Os dados do Instituto de Pesquisa Econômica Aplicada (Ipea) publicados em março de 2020 são de
221.869 como número estimado de pessoas que vivem hoje nas ruas no Brasil, com aumento de 139%
quando comparado com os de setembro de 2012 (SBC, [s.d.]).
De acordo com os dados disponibilizados por Natalino (2020) da ONG Visão Mundial, organização
que atua no Brasil desde 1975, são mais de 70 mil crianças em situação de rua no país. Segundo o
estudo, 51% das crianças têm seus direitos bruscamente violados.
Assim, investir no cuidado infantil e no seu acesso de forma qualificada é o passo mais importante
para gerar oportunidades de sair da pobreza.
A situação de crianças cujos pais se encontram privados de liberdade tem sido foco de preocupação,
considerando o crescente número de crianças acompanhando suas mães nos estabelecimentos
prisionais, submetidas a um ambiente inadequado e insalubre ou em sofrimento devido ao rompimento
do vínculo de convivência familiar de forma brusca com a mãe ou pai que cometeu delito.
Assim, é direito da criança, em qualquer idade, a proteção à vida, à saúde, à liberdade, ao respeito e
dignidade, à convivência familiar e comunitária, à educação, ao esporte e lazer, ao pleno desenvolvimento
como sujeito de diretos e pessoa em condição peculiar de formação para a cidadania (Brasil, 2018).
A Política Nacional de Atenção Integral à Saúde das Pessoas Privadas de Liberdade no Sistema
Prisional (Pnaisp), mediante a Portaria Interministerial n. 1, de 2 de janeiro de 2014 (Brasil, 2014c), prevê
a inclusão das unidades prisionais no território da Rede de Atenção à Saúde e a implantação de UBS nos
estabelecimentos penais, com a inserção de uma equipe multiprofissional composta minimamente por
cinco profissionais de nível superior: médico, enfermeiro, psicólogo, assistente social e cirurgião‑dentista;
e um profissional de nível médio: técnico de enfermagem.
50
DIREITOS DA CRIANÇA, DO ADOLESCENTE E DA PESSOA IDOSA
Segundo a Política Nacional de Atenção Integral à Saúde da Criança (Brasil, 2018), a população
negra apresenta indicadores socioeconômicos desfavoráveis em relação às outras.
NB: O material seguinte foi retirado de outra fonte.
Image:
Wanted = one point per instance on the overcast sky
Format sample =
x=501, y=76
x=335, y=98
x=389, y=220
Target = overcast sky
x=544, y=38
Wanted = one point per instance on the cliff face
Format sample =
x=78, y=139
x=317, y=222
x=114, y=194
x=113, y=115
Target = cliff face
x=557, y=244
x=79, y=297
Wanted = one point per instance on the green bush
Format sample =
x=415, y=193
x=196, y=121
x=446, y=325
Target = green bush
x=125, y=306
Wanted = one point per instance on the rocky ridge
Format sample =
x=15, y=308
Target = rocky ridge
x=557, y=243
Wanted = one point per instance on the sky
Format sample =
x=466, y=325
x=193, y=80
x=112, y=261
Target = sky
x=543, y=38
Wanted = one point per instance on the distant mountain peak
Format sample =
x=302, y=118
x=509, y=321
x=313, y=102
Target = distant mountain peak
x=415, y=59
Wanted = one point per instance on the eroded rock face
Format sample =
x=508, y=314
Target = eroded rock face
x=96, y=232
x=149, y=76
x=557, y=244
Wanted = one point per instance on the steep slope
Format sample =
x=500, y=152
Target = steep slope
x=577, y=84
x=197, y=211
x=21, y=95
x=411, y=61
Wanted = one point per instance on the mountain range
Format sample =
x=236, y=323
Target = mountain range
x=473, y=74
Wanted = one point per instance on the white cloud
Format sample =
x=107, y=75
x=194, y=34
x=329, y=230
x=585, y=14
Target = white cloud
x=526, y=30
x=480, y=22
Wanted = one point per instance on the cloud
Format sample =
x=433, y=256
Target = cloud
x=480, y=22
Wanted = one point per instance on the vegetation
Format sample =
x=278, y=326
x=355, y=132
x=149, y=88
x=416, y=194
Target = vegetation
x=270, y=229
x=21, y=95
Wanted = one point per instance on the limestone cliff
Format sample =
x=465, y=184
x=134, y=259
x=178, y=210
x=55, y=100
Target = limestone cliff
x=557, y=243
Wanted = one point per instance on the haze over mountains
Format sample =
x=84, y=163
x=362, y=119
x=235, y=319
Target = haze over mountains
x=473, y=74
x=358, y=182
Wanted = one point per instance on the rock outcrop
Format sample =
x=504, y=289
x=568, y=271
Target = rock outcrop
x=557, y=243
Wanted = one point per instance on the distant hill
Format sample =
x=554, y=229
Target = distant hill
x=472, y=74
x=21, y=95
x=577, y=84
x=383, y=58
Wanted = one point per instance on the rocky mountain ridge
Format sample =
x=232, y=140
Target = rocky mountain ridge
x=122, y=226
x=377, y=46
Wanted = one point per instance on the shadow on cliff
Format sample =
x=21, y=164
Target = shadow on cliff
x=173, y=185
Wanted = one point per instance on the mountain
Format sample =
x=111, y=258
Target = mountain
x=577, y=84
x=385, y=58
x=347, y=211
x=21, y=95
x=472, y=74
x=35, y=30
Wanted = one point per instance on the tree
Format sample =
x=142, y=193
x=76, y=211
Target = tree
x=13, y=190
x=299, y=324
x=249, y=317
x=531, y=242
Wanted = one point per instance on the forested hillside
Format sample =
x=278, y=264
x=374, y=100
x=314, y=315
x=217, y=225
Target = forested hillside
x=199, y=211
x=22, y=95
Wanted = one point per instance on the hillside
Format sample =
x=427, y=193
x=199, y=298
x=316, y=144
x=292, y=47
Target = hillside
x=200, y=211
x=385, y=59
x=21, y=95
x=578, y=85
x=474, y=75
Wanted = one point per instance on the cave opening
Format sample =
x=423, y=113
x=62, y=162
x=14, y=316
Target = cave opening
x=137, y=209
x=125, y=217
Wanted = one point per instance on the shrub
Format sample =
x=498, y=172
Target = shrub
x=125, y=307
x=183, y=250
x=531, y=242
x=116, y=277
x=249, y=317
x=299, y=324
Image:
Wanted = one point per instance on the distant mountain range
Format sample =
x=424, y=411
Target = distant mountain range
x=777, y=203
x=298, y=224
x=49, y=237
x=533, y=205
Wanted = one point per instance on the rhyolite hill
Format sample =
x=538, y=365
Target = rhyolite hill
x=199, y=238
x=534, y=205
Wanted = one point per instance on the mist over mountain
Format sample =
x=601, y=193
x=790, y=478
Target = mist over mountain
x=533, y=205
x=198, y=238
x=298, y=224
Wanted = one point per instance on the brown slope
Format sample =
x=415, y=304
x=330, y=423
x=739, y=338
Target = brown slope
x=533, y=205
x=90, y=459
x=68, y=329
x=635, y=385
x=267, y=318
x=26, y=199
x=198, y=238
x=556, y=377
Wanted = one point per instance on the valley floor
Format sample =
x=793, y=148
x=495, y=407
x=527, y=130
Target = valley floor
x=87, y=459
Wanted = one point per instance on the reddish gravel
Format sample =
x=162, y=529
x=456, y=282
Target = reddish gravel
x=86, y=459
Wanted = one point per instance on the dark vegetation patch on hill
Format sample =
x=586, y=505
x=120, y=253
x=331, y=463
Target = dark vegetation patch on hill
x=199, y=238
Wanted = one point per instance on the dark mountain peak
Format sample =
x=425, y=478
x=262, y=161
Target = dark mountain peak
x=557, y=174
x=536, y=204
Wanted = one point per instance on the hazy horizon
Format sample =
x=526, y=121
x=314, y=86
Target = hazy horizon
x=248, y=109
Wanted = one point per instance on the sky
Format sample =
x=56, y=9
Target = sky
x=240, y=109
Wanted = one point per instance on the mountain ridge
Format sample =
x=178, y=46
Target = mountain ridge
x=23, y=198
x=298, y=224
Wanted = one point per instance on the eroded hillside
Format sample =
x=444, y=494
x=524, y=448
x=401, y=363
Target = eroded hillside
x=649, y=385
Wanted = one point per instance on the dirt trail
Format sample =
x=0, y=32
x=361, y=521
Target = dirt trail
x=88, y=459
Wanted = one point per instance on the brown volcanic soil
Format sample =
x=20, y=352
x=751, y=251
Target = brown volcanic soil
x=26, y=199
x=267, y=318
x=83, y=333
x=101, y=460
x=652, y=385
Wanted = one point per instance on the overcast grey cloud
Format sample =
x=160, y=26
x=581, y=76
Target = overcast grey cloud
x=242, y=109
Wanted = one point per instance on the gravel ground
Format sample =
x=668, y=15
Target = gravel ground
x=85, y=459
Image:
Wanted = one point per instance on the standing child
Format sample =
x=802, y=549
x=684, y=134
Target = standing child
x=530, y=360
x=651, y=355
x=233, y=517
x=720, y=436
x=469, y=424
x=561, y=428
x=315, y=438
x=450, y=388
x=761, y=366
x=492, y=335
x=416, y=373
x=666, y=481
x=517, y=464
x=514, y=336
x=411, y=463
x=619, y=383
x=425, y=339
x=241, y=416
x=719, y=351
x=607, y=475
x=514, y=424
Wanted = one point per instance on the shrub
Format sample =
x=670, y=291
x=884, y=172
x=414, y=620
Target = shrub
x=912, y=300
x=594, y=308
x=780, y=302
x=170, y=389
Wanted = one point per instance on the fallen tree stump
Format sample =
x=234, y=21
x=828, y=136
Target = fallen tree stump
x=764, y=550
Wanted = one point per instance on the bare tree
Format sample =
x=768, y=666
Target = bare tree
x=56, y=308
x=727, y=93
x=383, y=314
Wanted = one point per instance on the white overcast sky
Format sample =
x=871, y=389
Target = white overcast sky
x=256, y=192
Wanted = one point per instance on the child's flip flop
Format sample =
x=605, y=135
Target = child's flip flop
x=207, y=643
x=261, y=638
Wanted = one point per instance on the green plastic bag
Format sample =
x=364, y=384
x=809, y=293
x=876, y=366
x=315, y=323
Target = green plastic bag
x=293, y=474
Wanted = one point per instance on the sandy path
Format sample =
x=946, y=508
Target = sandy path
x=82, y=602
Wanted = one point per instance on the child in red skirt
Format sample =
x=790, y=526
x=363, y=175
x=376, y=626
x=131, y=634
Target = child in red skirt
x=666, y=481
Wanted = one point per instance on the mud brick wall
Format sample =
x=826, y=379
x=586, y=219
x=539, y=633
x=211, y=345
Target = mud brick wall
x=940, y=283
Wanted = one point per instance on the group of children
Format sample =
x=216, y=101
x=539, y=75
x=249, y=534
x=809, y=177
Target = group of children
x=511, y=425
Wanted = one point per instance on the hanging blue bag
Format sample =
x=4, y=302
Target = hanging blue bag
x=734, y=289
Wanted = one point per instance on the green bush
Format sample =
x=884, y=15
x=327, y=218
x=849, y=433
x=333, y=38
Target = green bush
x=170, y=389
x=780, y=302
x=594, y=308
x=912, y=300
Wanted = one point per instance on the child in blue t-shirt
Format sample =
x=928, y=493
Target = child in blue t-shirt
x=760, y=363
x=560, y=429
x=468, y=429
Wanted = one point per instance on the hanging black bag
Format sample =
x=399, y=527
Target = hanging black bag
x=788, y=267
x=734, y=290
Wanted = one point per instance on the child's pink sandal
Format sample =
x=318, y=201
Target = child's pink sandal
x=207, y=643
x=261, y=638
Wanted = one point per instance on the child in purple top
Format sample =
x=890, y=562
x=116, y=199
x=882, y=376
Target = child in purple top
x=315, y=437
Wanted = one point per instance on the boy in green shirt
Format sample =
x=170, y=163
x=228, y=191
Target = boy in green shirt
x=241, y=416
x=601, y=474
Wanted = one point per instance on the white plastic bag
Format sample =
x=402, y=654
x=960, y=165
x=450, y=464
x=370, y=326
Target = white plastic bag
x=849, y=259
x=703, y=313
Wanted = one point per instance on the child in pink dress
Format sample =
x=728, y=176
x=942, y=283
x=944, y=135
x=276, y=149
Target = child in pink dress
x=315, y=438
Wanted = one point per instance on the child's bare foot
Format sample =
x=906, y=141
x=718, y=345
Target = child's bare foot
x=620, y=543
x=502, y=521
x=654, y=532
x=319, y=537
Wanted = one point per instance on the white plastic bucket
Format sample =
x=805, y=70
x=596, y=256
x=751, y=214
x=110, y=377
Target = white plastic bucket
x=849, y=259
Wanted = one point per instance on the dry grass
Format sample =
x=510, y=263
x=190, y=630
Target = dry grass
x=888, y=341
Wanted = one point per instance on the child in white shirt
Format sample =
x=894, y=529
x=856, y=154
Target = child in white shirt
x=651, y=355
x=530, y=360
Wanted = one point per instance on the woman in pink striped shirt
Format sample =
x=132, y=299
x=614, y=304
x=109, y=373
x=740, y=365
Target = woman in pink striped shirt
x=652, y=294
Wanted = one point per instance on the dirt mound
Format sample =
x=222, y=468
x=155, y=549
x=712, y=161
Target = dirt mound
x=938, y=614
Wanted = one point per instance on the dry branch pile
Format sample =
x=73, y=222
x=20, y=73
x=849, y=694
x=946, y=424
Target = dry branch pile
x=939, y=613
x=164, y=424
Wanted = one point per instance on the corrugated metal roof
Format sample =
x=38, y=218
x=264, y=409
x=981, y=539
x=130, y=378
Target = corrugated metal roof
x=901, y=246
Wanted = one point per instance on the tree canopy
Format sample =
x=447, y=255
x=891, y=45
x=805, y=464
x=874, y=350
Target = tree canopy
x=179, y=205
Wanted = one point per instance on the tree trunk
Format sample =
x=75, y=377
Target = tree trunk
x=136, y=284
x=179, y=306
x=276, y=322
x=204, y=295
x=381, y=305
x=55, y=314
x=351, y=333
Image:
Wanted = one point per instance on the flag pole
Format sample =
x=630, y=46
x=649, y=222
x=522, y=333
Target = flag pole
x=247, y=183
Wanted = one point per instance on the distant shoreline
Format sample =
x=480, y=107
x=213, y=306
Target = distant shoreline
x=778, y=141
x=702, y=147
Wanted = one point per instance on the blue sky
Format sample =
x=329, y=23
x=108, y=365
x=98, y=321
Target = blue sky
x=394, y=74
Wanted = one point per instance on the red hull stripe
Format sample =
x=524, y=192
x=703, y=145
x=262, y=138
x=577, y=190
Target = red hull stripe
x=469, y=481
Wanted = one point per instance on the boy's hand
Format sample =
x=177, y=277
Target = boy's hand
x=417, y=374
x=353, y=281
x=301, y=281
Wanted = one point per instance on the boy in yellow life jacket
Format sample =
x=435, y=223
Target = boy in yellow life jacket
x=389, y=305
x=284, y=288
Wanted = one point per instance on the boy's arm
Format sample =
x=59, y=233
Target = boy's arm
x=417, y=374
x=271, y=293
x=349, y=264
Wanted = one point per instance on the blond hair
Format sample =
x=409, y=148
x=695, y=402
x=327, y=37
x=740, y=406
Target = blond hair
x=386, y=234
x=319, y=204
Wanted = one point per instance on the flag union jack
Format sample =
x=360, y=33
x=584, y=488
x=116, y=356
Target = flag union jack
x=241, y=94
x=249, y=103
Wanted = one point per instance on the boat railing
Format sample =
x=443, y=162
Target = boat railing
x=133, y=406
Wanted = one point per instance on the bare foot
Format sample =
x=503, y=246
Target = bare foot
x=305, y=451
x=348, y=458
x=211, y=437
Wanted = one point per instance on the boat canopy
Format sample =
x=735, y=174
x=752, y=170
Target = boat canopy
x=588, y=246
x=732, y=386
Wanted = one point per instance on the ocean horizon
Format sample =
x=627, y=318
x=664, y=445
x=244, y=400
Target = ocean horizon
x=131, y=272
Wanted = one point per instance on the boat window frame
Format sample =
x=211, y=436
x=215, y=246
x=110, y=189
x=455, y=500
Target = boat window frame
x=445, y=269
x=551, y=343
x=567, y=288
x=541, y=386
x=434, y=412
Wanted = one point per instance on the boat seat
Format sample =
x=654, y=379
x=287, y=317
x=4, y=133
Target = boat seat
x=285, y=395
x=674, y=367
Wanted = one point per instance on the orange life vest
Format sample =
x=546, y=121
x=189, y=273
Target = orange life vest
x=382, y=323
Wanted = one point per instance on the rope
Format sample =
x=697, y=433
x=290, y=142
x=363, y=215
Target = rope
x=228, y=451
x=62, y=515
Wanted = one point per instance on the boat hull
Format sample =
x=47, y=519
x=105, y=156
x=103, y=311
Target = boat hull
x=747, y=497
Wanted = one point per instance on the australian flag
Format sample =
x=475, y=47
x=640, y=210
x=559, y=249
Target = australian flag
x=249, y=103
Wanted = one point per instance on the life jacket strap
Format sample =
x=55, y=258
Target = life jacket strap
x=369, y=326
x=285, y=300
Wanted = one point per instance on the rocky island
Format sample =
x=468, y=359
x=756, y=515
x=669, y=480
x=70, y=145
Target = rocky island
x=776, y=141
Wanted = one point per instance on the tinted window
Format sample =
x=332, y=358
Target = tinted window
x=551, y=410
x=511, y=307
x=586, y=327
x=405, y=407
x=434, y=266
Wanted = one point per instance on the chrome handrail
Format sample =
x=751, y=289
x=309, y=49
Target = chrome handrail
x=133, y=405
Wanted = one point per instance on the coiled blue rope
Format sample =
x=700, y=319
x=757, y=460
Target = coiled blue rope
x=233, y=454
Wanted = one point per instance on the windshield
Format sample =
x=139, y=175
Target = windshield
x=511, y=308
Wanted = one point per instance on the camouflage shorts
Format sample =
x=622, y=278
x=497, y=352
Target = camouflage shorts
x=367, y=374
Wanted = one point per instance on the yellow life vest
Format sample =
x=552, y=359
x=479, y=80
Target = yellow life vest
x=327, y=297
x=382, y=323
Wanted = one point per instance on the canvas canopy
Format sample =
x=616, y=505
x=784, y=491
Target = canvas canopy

Reconhecidamente
é a mais suscetível a algumas doenças e agravos prevalentes, estas podem ser adquiridas em condições
desfavoráveis, como a desnutrição, a anemia ferropriva, o sofrimento psíquico, o estresse, a depressão,
entre outros.
Portanto, observa‑se que as iniquidades vividas pela população negra causam impactos negativos na
saúde e no desenvolvimento saudável da criança, daí a importância de investir em ações intersetoriais
no território, articuladas com as demais políticas públicas sociais, além da atenção integral à saúde, na
Atenção Básica, complementada na Rede de Atenção à Saúde e da formação e educação permanente
para trabalhadores de saúde, incorporando as reivindicações dos movimentos sociais, dos fóruns de
participação popular e controle social.
De acordo com a Política Nacional de Atenção Integral à Saúde da Criança (Brasil, 2018), a
população quilombola é reconhecida como remanescentes das comunidades dos quilombos. “Os grupos
étnico‑raciais, segundo critérios de autoatribuição, com trajetória histórica própria, dotados de relações
territoriais específicas, com presunção de ancestralidade negra, relacionada com a resistência à opressão
histórica sofrida” (Brasil, 2003, art. 2º). Estima‑se que há, aproximadamente, 3 mil comunidades
quilombolas em todo o território nacional.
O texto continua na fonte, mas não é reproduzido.